I just discovered why all ASP.Net websites are slow, and I am trying to work out what to do about it
If your page does not modify any session variables, you can opt out of most of this lock.
<% @Page EnableSessionState="ReadOnly" %>
If your page does not read any session variables, you can opt out of this lock entirely, for that page.
<% @Page EnableSessionState="False" %>
If none of your pages use session variables, just turn off session state in the web.config.
<sessionState mode="Off" />
I'm curious, what do you think "a ThreadSafe collection" would do to become thread-safe, if it doesn't use locks?
Edit: I should probably explain by what I mean by "opt out of most of this lock". Any number of read-only-session or no-session pages can be processed for a given session at the same time without blocking each other. However, a read-write-session page can't start processing until all read-only requests have completed, and while it is running it must have exclusive access to that user's session in order to maintain consistency. Locking on individual values wouldn't work, because what if one page changes a set of related values as a group? How would you ensure that other pages running at the same time would get a consistent view of the user's session variables?
I would suggest that you try to minimize the modifying of session variables once they have been set, if possible. This would allow you to make the majority of your pages read-only-session pages, increasing the chance that multiple simultaneous requests from the same user would not block each other.
OK, so big Props to Joel Muller for all his input.
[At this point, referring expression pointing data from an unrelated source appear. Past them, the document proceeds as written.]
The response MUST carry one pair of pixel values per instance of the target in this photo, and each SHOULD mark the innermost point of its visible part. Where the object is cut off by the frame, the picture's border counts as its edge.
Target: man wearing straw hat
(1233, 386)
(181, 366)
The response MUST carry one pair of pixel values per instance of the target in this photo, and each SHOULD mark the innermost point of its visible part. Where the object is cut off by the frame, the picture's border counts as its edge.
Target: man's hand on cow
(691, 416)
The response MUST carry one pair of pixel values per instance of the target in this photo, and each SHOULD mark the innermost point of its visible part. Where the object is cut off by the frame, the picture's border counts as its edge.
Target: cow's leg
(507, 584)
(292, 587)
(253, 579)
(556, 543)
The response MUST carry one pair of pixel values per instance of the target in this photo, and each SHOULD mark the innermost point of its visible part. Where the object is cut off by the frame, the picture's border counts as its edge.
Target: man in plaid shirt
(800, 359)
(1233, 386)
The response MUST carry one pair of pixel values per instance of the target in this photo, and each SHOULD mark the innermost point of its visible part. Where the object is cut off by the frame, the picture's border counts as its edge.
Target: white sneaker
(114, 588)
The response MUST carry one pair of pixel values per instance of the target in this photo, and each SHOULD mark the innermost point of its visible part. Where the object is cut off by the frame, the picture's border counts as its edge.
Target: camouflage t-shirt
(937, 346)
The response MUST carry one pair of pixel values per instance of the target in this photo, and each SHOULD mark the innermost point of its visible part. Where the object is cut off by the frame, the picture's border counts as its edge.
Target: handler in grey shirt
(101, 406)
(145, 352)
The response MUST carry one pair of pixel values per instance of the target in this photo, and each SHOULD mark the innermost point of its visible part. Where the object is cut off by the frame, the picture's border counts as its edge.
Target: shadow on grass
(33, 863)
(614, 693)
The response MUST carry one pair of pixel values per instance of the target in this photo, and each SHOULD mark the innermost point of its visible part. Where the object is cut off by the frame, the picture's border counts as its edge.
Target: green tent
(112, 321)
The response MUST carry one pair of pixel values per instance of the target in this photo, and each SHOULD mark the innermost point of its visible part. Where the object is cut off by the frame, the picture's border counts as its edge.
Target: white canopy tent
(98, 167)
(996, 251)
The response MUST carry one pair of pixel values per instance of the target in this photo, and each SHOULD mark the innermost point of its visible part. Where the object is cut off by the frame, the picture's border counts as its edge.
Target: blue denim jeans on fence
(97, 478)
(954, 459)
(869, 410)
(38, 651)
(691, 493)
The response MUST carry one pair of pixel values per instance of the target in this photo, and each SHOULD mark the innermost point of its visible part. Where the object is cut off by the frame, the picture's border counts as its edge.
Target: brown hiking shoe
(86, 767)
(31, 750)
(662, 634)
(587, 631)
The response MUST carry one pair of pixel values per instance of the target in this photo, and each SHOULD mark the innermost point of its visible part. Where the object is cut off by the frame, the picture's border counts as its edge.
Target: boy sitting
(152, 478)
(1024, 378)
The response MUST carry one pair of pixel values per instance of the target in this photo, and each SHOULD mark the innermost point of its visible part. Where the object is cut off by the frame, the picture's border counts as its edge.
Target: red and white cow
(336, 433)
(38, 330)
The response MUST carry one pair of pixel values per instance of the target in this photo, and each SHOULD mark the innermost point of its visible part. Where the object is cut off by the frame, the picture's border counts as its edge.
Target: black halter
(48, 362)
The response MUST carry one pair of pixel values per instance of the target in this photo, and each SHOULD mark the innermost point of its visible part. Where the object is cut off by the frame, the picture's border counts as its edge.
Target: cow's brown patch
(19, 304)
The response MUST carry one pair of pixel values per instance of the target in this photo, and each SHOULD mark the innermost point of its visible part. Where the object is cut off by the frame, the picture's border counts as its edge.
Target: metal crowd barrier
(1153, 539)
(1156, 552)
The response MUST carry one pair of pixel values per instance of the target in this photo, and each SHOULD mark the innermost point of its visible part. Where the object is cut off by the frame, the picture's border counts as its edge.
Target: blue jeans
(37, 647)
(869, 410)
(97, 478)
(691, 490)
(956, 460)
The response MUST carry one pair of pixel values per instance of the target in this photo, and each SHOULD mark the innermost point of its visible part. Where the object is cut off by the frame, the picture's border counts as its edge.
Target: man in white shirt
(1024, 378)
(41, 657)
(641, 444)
My ultimate solution was to use the Custom SessionStateModule detailed at the end of this MSDN article:
http://msdn.microsoft.com/en-us/library/system.web.sessionstate.sessionstateutility.aspx
This was:
- Very quick to implement (actually seemed easier than going the provider route)
- Used a lot of the standard ASP.Net session handling out of the box (via the SessionStateUtility class)
This has made a HUGE difference to the feeling of "snapiness" to our application. I still can't believe the custom implementation of ASP.Net Session locks the session for the whole request. This adds such a huge amount of sluggishness to websites. Judging from the amount of online research I had to do (and conversations with several really experienced ASP.Net developers), a lot of people have experienced this issue, but very few people have ever got to the bottom of the cause. Maybe I will write a letter to Scott Gu...
I hope this helps a few people out there!
I started using the AngiesList.Redis.RedisSessionStateModule, which aside from using the (very fast) Redis server for storage (I'm using the windows port -- though there is also an MSOpenTech port), it does absolutely no locking on the session.
In my opinion, if your application is structured in a reasonable way, this is not a problem. If you actually need locked, consistent data as part of the session, you should specifically implement a lock/concurrency check on your own.
MS deciding that every ASP.NET session should be locked by default just to handle poor application design is a bad decision, in my opinion. Especially because it seems like most developers didn't/don't even realize sessions were locked, let alone that apps apparently need to be structured so you can do read-only session state as much as possible (opt-out, where possible).